Charges against U.N. agency highlight complex relationship

new york | The battle between Israel and the United Nations agency that aids Palestinians intensified on several fronts this week.

First, Israel charged that Palestinians in Gaza used a U.N. ambulance to transport a rocket.

Then the U.N.’s top refugee official admitted that some of his staff are Hamas members.

A day later, the Israel Defense Forces chief of operations, Yisrael Ziv, said that Israel had arrested 13 Palestinians employed by the United Nations on suspicion of terrorism links.

Together, the developments provided more fodder to those who accuse UNRWA, the U.N. Relief and Works Agency, of turning a blind eye to terrorism in its midst.

And they highlighted the complicated — and contentious — relationship that exists between Israel and the U.N. agency.

Even as Israel climbed down a bit Tuesday, Oct. 5, saying it needed to further investigate whether the video image on which the latest charge was based actually depicted a rocket, critics of the United Nations asserted that the developments show the agency’s tolerance of terrorist activity within its refugee camps is tantamount to complicity.
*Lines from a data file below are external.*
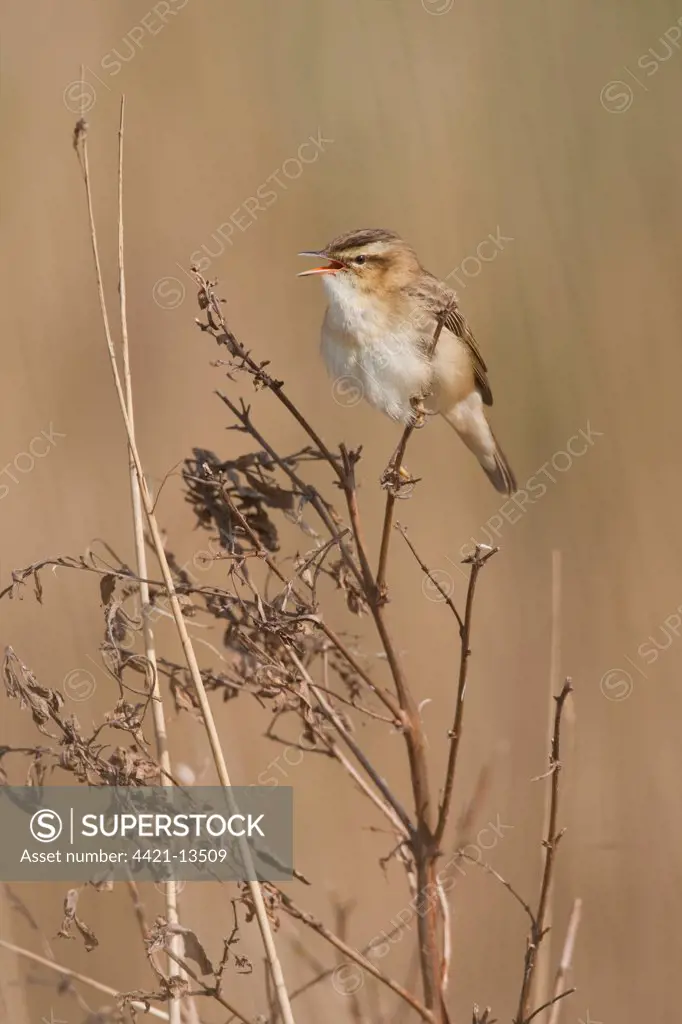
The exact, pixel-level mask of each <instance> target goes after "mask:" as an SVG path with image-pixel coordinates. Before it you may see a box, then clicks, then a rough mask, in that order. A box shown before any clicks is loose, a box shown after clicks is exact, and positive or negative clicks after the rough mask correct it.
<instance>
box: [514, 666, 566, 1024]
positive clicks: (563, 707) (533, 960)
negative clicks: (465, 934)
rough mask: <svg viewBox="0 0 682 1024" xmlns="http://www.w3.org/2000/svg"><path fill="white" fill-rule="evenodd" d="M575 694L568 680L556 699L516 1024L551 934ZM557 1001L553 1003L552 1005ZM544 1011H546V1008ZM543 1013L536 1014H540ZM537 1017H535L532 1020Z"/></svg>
mask: <svg viewBox="0 0 682 1024" xmlns="http://www.w3.org/2000/svg"><path fill="white" fill-rule="evenodd" d="M571 692H572V686H571V684H570V680H569V679H566V681H565V682H564V684H563V687H562V689H561V692H560V693H559V695H558V696H556V697H554V701H555V710H554V724H553V729H552V743H551V750H550V774H551V776H552V781H551V793H550V810H549V820H548V822H547V830H546V834H545V839H544V841H543V845H544V847H545V865H544V869H543V877H542V883H541V886H540V896H539V897H538V909H537V910H536V912H535V914H534V921H532V923H531V926H530V932H529V935H528V939H527V943H526V950H525V957H524V962H523V979H522V981H521V992H520V995H519V1000H518V1010H517V1012H516V1017H515V1018H514V1024H527V1022H528V1020H529V1019H530V1017H529V1016H528V1007H529V1004H530V992H531V991H532V983H534V975H535V971H536V965H537V957H538V947H539V946H540V943H541V942H542V941H543V938H544V937H545V935H546V934H547V928H546V924H545V923H546V920H547V906H548V901H549V895H550V890H551V886H552V878H553V871H554V860H555V857H556V849H557V846H558V844H559V840H560V839H561V836H562V835H563V833H560V831H557V816H558V811H559V774H560V771H561V761H560V754H561V749H560V744H561V716H562V713H563V709H564V706H565V702H566V700H567V698H568V696H569V694H570V693H571ZM553 1001H554V1000H553V999H552V1000H551V1001H550V1004H549V1005H551V1002H553ZM540 1009H545V1006H543V1007H542V1008H540ZM538 1012H539V1011H536V1013H538ZM535 1015H536V1014H535V1013H534V1014H532V1016H535Z"/></svg>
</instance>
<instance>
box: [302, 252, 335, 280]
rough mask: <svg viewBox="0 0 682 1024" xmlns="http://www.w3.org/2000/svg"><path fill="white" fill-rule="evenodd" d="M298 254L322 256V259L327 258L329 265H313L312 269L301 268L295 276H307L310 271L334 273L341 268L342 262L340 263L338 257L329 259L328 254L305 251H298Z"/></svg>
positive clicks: (310, 255) (312, 271)
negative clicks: (309, 269) (337, 257)
mask: <svg viewBox="0 0 682 1024" xmlns="http://www.w3.org/2000/svg"><path fill="white" fill-rule="evenodd" d="M298 255H299V256H315V257H317V258H319V257H321V256H322V257H323V259H327V260H329V265H328V266H315V267H313V268H312V270H302V271H301V272H300V273H297V274H296V276H297V278H308V276H309V275H310V274H311V273H336V272H337V271H338V270H343V263H340V262H339V260H338V259H329V256H327V255H326V254H325V253H307V252H306V253H299V254H298Z"/></svg>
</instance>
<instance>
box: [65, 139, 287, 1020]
mask: <svg viewBox="0 0 682 1024" xmlns="http://www.w3.org/2000/svg"><path fill="white" fill-rule="evenodd" d="M74 148H75V150H76V154H77V156H78V159H79V164H80V167H81V171H82V174H83V183H84V186H85V197H86V203H87V211H88V222H89V227H90V243H91V247H92V258H93V262H94V268H95V278H96V285H97V295H98V298H99V309H100V313H101V319H102V326H103V329H104V336H105V342H106V349H108V352H109V357H110V364H111V368H112V373H113V375H114V384H115V387H116V392H117V397H118V401H119V409H120V412H121V416H122V419H123V422H124V426H125V429H126V434H127V438H128V444H129V447H130V454H131V457H132V460H133V462H134V465H135V474H136V477H137V482H138V485H139V490H140V497H141V500H142V506H143V508H144V513H145V516H146V521H147V525H148V528H150V534H151V536H152V542H153V544H154V548H155V552H156V555H157V559H158V561H159V565H160V568H161V573H162V577H163V580H164V584H165V589H166V592H167V593H168V597H169V601H170V605H171V611H172V613H173V620H174V622H175V627H176V629H177V632H178V636H179V639H180V643H181V646H182V650H183V653H184V655H185V658H186V663H187V669H188V671H189V674H190V676H191V680H193V683H194V687H195V691H196V694H197V698H198V700H199V705H200V708H201V712H202V717H203V720H204V726H205V728H206V733H207V736H208V739H209V745H210V748H211V753H212V755H213V759H214V762H215V765H216V770H217V773H218V778H219V779H220V784H221V785H222V786H223V788H224V790H225V794H226V799H227V801H228V804H229V806H230V809H232V810H233V812H238V808H237V806H236V803H235V800H233V797H232V795H231V791H230V779H229V772H228V770H227V763H226V761H225V757H224V754H223V751H222V745H221V743H220V737H219V736H218V730H217V728H216V724H215V719H214V717H213V710H212V708H211V703H210V701H209V699H208V694H207V693H206V688H205V686H204V681H203V679H202V674H201V671H200V668H199V663H198V660H197V655H196V653H195V649H194V646H193V643H191V640H190V638H189V634H188V632H187V627H186V624H185V622H184V617H183V614H182V608H181V605H180V602H179V601H178V596H177V591H176V589H175V583H174V580H173V575H172V573H171V570H170V566H169V563H168V558H167V555H166V550H165V546H164V541H163V536H162V532H161V529H160V528H159V524H158V521H157V518H156V515H155V512H154V501H153V499H152V495H151V493H150V489H148V487H147V484H146V479H145V477H144V471H143V468H142V463H141V460H140V457H139V453H138V451H137V445H136V443H135V435H134V430H133V427H132V425H131V423H130V419H129V417H128V410H127V404H126V397H125V393H124V389H123V384H122V381H121V375H120V372H119V368H118V364H117V358H116V349H115V347H114V339H113V337H112V332H111V328H110V322H109V313H108V309H106V301H105V298H104V289H103V283H102V275H101V265H100V260H99V247H98V243H97V232H96V227H95V218H94V210H93V205H92V189H91V184H90V170H89V163H88V146H87V124H86V123H85V121H83V119H81V121H79V123H78V125H77V126H76V130H75V133H74ZM240 849H241V852H242V855H243V857H244V861H245V864H246V865H247V867H248V868H249V867H251V868H252V873H253V863H252V856H251V851H250V849H249V847H248V845H247V844H246V843H245V842H244V843H240ZM248 885H249V889H250V891H251V896H252V898H253V903H254V908H255V915H256V920H257V922H258V927H259V930H260V933H261V937H262V940H263V946H264V948H265V954H266V956H267V961H268V963H269V966H270V970H271V972H272V979H273V982H274V986H275V991H276V994H278V1002H279V1006H280V1012H281V1014H282V1018H283V1021H284V1022H285V1024H295V1022H294V1017H293V1014H292V1011H291V1006H290V1002H289V996H288V993H287V986H286V983H285V979H284V974H283V971H282V965H281V963H280V958H279V956H278V951H276V947H275V945H274V939H273V937H272V930H271V927H270V923H269V920H268V916H267V911H266V908H265V902H264V900H263V894H262V892H261V889H260V885H259V884H258V882H249V883H248Z"/></svg>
UNRWA — which provides humanitarian assistance, education services and health care to 4.1 million Palestinians, 1.3 million of whom live in 59 UNRWA refugee camps in Gaza, the West Bank, Lebanon, Syria and Jordan — has long rejected the charge.

The agency’s defenders respond that some of Israel’s supporters are campaigning to discredit an institution that promotes the rights of Palestinian refugees.

Where Israel accuses, and sometimes arrests, UNRWA staffers for terrorist activities or abuse of U.N. facilities, the agency says that at most, such instances represent the work of a few bad apples.

To some U.N. watchers, the problem is systemic.

“There may be individuals who do things, but it happens within a context that is not unsupportive of terrorist activities,” says Harris O. Schoenberg, a longtime nongovernmental activist at the United Nations and the author of “Combating Terrorism: The Role of the U.N.” The United Nations “is basically tilted to the Arab side, and within that context, UNRWA is one of the worst examples.”

On Monday, Oct. 4, Israel’s ambassador to the United Nations, Dan Gillerman, delivered to U.N. Secretary-General Kofi Annan aerial footage purported to show a Palestinian loading a Kassam rocket into the back of a van clearly marked “U.N.”

Gillerman called for a full U.N. investigation and the firing of UNRWA’s commissioner-general, Peter Hansen.

After viewing the footage, the Gaza-based Hansen — a native of Denmark — said the long, thin item carried by a man in the video was not a weapon but a folded-up, portable stretcher.